Whether you’re working out for hours or you’re just doing mini workouts, there’s no question that exercise is good for you. But, according to cardiologist, there may actually be a point where too much exercise becomes dangerous—especially for men 40 and older who are competing in triathlons.
The biggest risk is sudden cardiac arrest, which is when the heart suddenly stops beating. It could be caused by any number of underlying conditions, and the risk rises with age. Men are 2-3 times more likely to suffer a sudden arrest than women. Part of the explanation is that, “The attributes to push through the barriers and push through the pain are common in competitive sport, but that’s also dangerous when it comes to ignoring warning signs,” explains David Prior, a cardiologist and associate professor of medicine at the University of Melbourne.

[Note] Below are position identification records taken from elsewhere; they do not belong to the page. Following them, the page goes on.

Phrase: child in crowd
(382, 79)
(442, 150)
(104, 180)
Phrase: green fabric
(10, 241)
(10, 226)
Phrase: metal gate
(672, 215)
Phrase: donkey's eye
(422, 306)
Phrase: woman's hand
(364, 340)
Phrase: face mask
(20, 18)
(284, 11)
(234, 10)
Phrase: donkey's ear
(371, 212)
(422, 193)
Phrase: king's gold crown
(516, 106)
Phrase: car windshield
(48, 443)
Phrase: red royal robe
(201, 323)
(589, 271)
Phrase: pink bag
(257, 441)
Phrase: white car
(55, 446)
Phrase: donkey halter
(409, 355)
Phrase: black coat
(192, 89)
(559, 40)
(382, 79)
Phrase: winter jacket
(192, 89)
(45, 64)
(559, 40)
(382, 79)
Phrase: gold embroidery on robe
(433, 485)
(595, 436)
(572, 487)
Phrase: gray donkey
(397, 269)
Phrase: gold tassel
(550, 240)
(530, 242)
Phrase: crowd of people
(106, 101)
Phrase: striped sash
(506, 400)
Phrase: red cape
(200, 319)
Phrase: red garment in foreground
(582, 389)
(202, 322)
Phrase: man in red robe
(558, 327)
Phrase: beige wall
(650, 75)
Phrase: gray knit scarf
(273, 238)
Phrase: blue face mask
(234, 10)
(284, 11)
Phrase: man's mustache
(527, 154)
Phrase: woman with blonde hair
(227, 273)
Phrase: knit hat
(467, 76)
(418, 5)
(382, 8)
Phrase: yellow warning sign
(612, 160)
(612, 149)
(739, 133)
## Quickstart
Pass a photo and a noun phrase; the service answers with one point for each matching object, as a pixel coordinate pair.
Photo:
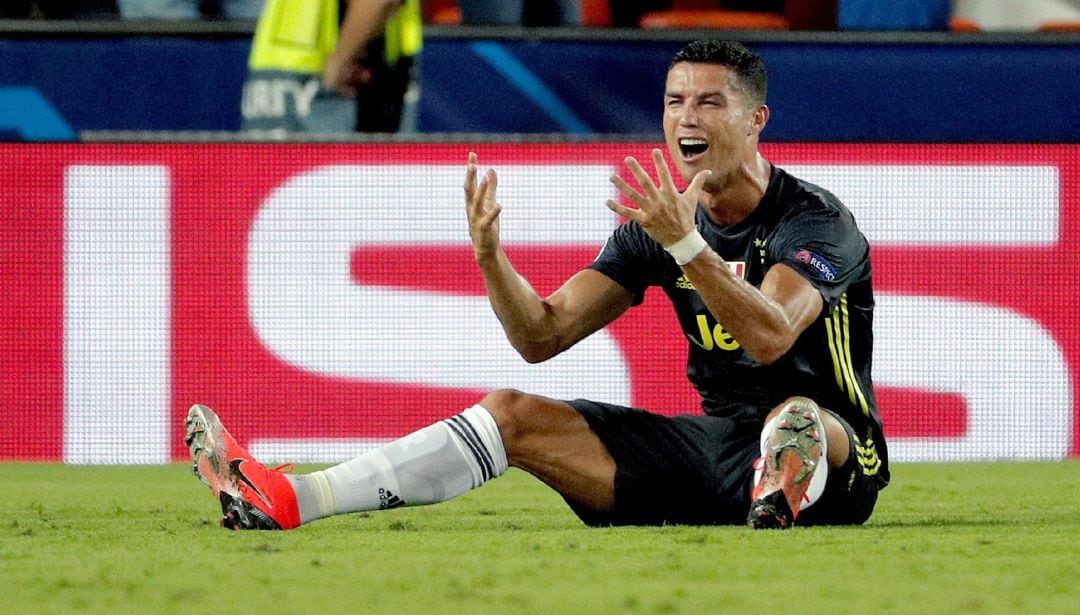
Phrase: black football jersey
(810, 230)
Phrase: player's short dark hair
(747, 65)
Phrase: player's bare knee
(510, 410)
(796, 400)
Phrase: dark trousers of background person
(380, 102)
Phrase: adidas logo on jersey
(388, 500)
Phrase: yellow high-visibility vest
(298, 36)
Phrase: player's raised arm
(537, 328)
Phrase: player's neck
(740, 195)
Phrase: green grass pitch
(945, 538)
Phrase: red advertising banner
(323, 297)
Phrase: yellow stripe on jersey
(866, 455)
(838, 329)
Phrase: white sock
(434, 464)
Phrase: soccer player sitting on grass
(770, 279)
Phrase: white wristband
(686, 249)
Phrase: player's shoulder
(802, 197)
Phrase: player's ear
(760, 118)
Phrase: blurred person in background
(1017, 15)
(521, 12)
(189, 9)
(57, 9)
(334, 66)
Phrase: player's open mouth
(691, 148)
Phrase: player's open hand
(483, 210)
(664, 213)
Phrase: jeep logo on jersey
(824, 268)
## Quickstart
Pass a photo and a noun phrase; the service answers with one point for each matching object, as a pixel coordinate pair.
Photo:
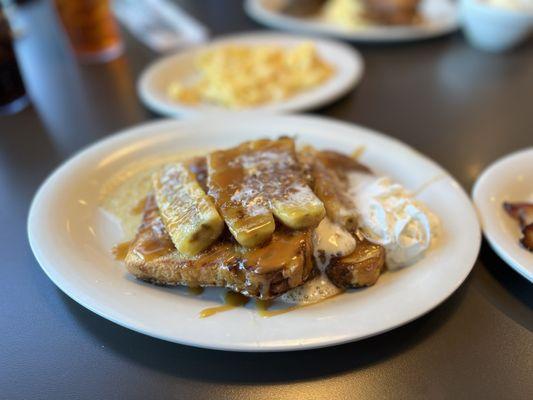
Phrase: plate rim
(269, 18)
(182, 111)
(489, 234)
(138, 130)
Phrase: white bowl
(494, 28)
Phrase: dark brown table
(461, 107)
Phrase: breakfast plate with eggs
(256, 71)
(359, 20)
(254, 232)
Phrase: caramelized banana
(189, 215)
(256, 179)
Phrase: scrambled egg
(238, 76)
(346, 13)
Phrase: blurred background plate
(441, 17)
(154, 82)
(508, 179)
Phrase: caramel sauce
(153, 249)
(195, 290)
(275, 255)
(231, 300)
(120, 251)
(139, 207)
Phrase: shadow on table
(505, 288)
(252, 368)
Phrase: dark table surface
(461, 107)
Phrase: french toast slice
(327, 173)
(257, 180)
(264, 272)
(358, 269)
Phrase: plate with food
(254, 232)
(359, 20)
(503, 195)
(253, 71)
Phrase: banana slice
(291, 200)
(189, 215)
(239, 197)
(256, 179)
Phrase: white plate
(508, 179)
(154, 82)
(441, 18)
(72, 241)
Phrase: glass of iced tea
(91, 28)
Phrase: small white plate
(71, 239)
(441, 17)
(508, 179)
(154, 82)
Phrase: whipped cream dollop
(514, 5)
(389, 215)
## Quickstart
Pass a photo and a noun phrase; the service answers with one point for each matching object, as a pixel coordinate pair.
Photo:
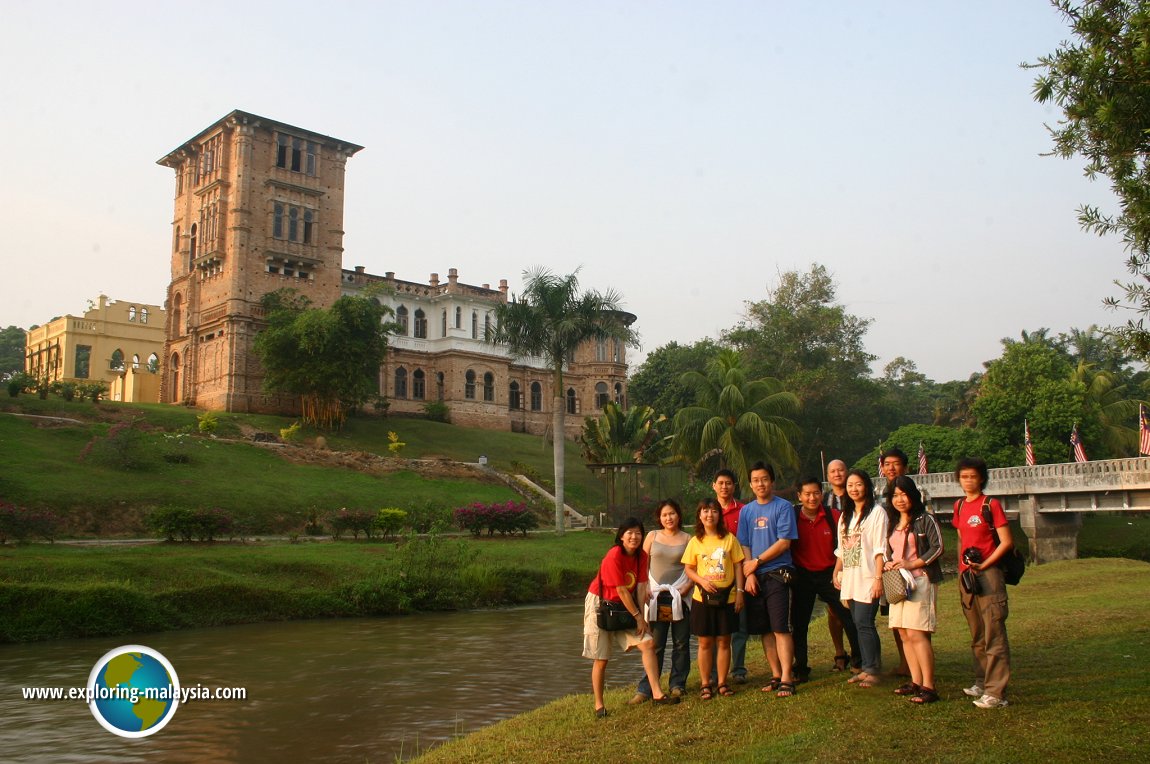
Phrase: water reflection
(338, 690)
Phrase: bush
(207, 422)
(506, 518)
(390, 520)
(179, 522)
(21, 524)
(123, 448)
(437, 411)
(353, 520)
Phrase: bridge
(1049, 499)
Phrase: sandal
(926, 695)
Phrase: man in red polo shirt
(813, 554)
(725, 487)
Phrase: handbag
(613, 616)
(894, 585)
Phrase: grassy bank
(262, 488)
(60, 590)
(1080, 636)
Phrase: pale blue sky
(683, 153)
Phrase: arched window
(177, 314)
(174, 371)
(489, 387)
(419, 384)
(600, 395)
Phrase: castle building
(259, 206)
(116, 342)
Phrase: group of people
(759, 567)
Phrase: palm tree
(622, 436)
(550, 320)
(736, 419)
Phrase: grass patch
(1080, 636)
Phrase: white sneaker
(990, 702)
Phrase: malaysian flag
(1144, 426)
(1076, 444)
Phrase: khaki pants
(986, 614)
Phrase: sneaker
(991, 702)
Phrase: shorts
(713, 620)
(598, 643)
(769, 611)
(917, 611)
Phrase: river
(334, 690)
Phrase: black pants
(806, 587)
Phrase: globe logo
(133, 692)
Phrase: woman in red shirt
(622, 578)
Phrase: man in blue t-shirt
(766, 528)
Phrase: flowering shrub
(506, 518)
(21, 524)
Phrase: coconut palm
(550, 320)
(737, 420)
(620, 436)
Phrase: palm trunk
(559, 442)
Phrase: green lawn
(1080, 642)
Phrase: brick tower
(259, 207)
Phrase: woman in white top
(668, 608)
(858, 571)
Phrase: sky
(681, 153)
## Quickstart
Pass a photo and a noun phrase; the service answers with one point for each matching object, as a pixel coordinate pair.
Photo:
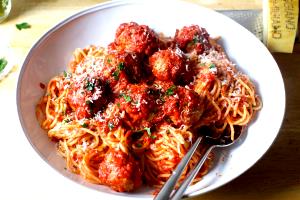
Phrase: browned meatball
(132, 37)
(120, 171)
(183, 106)
(192, 38)
(167, 65)
(137, 102)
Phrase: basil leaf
(3, 63)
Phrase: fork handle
(167, 189)
(187, 181)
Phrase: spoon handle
(187, 181)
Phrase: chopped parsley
(153, 136)
(116, 73)
(110, 125)
(195, 39)
(67, 74)
(148, 130)
(3, 63)
(23, 25)
(170, 90)
(121, 66)
(67, 120)
(84, 125)
(126, 97)
(89, 86)
(212, 66)
(88, 102)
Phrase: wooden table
(275, 176)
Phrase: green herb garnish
(148, 130)
(170, 90)
(3, 6)
(89, 86)
(67, 120)
(110, 125)
(126, 97)
(116, 74)
(212, 66)
(153, 136)
(3, 63)
(67, 74)
(121, 66)
(88, 102)
(84, 125)
(23, 25)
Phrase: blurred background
(275, 176)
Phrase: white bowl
(97, 25)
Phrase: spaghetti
(128, 113)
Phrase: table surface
(24, 176)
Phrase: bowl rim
(111, 4)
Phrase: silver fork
(209, 144)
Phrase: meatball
(167, 64)
(120, 171)
(120, 69)
(192, 38)
(88, 98)
(131, 37)
(183, 106)
(137, 101)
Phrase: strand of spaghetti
(231, 128)
(250, 91)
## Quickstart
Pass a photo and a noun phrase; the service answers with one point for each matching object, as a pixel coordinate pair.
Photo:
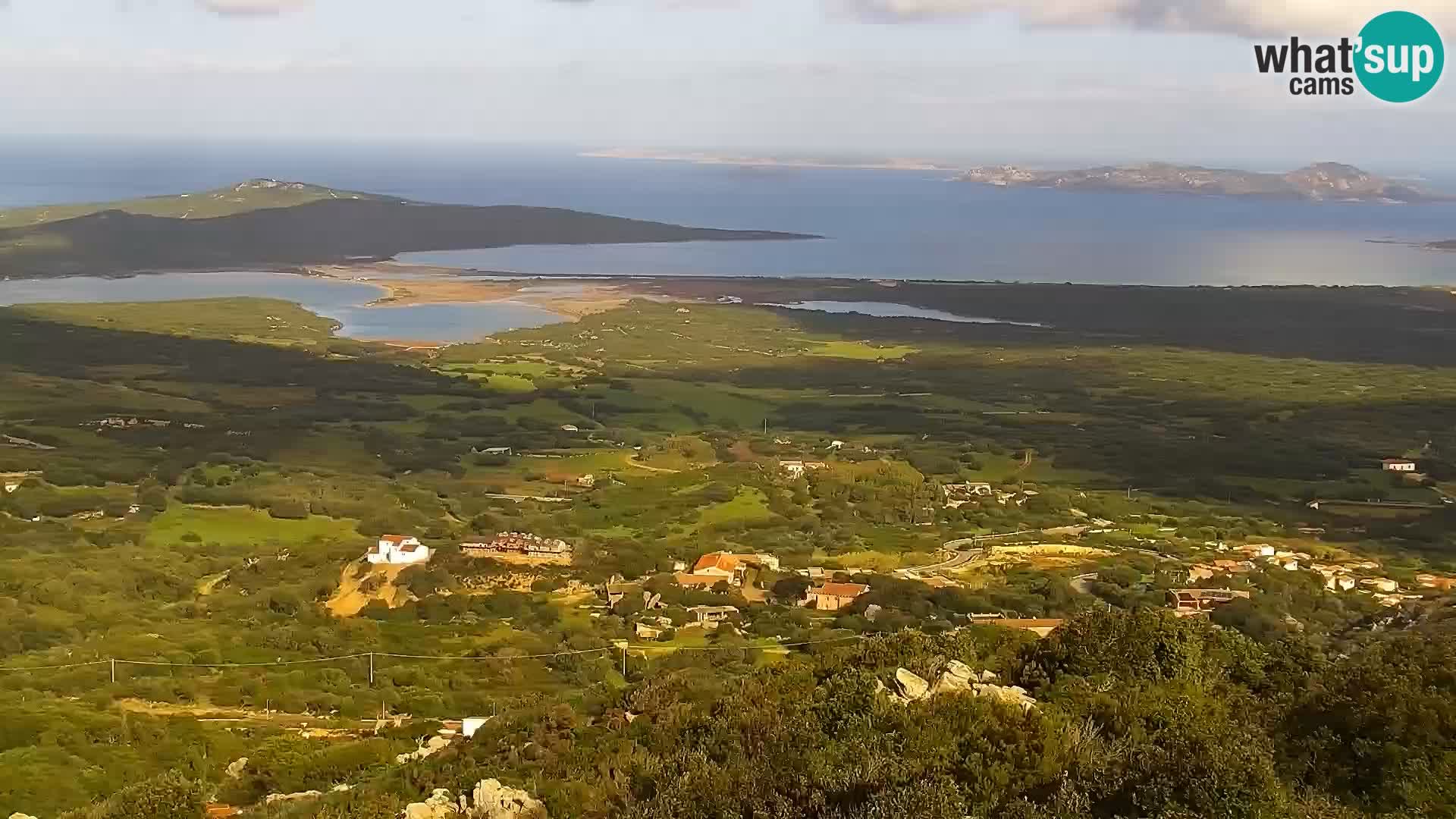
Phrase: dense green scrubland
(197, 491)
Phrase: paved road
(967, 550)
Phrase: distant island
(1324, 181)
(268, 224)
(748, 161)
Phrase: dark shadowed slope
(327, 231)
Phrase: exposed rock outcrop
(438, 806)
(957, 676)
(300, 796)
(912, 686)
(430, 748)
(494, 800)
(488, 800)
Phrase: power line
(438, 657)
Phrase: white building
(398, 550)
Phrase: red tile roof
(840, 591)
(699, 579)
(717, 560)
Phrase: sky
(967, 80)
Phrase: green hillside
(253, 194)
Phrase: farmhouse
(398, 550)
(833, 596)
(797, 468)
(960, 494)
(1040, 627)
(1187, 602)
(522, 545)
(617, 592)
(708, 615)
(718, 567)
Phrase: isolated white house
(398, 550)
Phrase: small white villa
(398, 550)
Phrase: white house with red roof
(398, 550)
(833, 596)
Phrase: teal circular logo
(1401, 57)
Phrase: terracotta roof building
(833, 596)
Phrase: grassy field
(237, 528)
(264, 461)
(223, 202)
(246, 319)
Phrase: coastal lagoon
(341, 300)
(875, 223)
(887, 309)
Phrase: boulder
(1012, 694)
(300, 796)
(494, 800)
(427, 749)
(959, 670)
(438, 806)
(912, 686)
(948, 682)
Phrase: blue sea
(875, 223)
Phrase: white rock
(275, 798)
(494, 800)
(912, 686)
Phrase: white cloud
(1232, 17)
(253, 8)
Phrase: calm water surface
(886, 309)
(340, 300)
(877, 223)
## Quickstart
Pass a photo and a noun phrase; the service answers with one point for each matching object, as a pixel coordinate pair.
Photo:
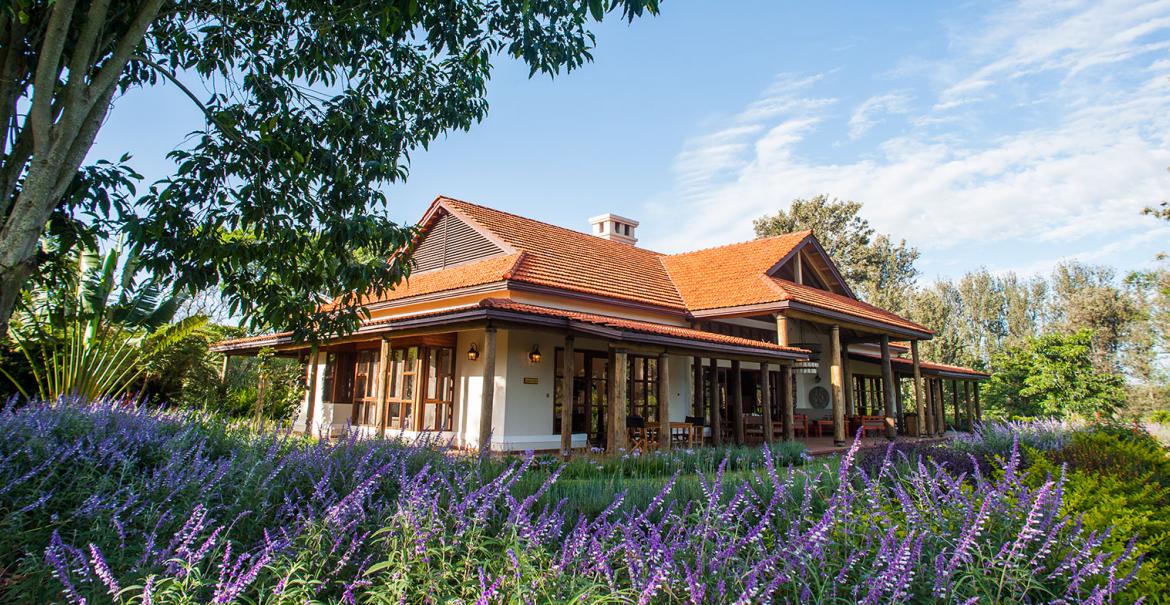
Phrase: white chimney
(614, 228)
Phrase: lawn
(102, 504)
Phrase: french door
(420, 389)
(589, 398)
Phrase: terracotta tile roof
(840, 303)
(572, 260)
(725, 276)
(634, 325)
(476, 273)
(731, 275)
(507, 304)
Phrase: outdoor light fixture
(805, 368)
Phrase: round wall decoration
(819, 397)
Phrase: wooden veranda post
(919, 408)
(900, 404)
(887, 380)
(838, 377)
(789, 403)
(311, 406)
(787, 420)
(566, 398)
(383, 390)
(969, 404)
(696, 391)
(618, 434)
(958, 413)
(488, 396)
(765, 394)
(941, 408)
(736, 387)
(663, 400)
(716, 413)
(851, 406)
(931, 425)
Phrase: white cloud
(868, 112)
(1082, 165)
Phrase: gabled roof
(568, 259)
(703, 282)
(792, 291)
(508, 310)
(731, 275)
(476, 273)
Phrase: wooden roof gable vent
(614, 228)
(451, 241)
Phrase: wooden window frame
(366, 365)
(445, 406)
(397, 378)
(646, 406)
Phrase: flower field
(105, 504)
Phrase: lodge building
(550, 338)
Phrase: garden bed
(133, 506)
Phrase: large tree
(1053, 375)
(879, 268)
(312, 108)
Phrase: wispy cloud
(869, 111)
(965, 170)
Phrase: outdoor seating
(800, 425)
(873, 424)
(644, 438)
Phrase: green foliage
(91, 335)
(1117, 480)
(880, 269)
(1053, 375)
(315, 108)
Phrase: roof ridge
(721, 246)
(566, 229)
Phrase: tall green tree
(880, 269)
(1053, 375)
(314, 107)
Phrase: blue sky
(999, 135)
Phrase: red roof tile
(572, 260)
(731, 275)
(507, 304)
(634, 325)
(725, 276)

One might think that marathons would pose the biggest risk. But according to a 2012 study done at the Mayo clinic, the death rate for triathlons is about double that of marathons. Why? The higher intensity level of the competition and, especially the swimming leg of the event.
“The swim seems to be a particularly dangerous time,” said Andre La Gerche, a cardiologist at Melbourne’s St Vincent’s Hospital and marathoner. “Paradoxically, in the marathon, it’s the opposite: it’s the last mile of the event where the vast majority of fatalities occur.”
According to La Gerche, the swimming leg can be “extraordinarily stressful.” “You have people climbing all over you. Sometimes you’re fighting to breathe, and that’s not something the body is used to.”
According to USA Triathlon, the governing body in the US, the number of race-related fatalities is on the rise, and the age bracket with the highest number of deaths is 40-49. Still, these incidents are pretty rare. Out of 11 million long-distance runners, 59 people suffered cardiac arrest last year. All but 8 were men.
If you’re over 40 and still want to compete, just be careful. To start with, follow the recommendations by race organizers and other governing bodies. For example, the International Marathon Medical Director’s Association recommends that instead of sprinting the last mile or so of the race, stay steady or slow down (something that goes completely against just about every bone in a competitive man’s body).
And in another counterintuitive recommendation, you might want to cut back on your training. According to a study done by researchers at the Ochsner Health System of New Orleans and the University of South Carolina, you’re a lot less likely to die in a race if you don’t log more than 20 miles per week in no more than 5 runs, and you keep your pace below 7 miles per hour (a bit faster than a 9-minute mile).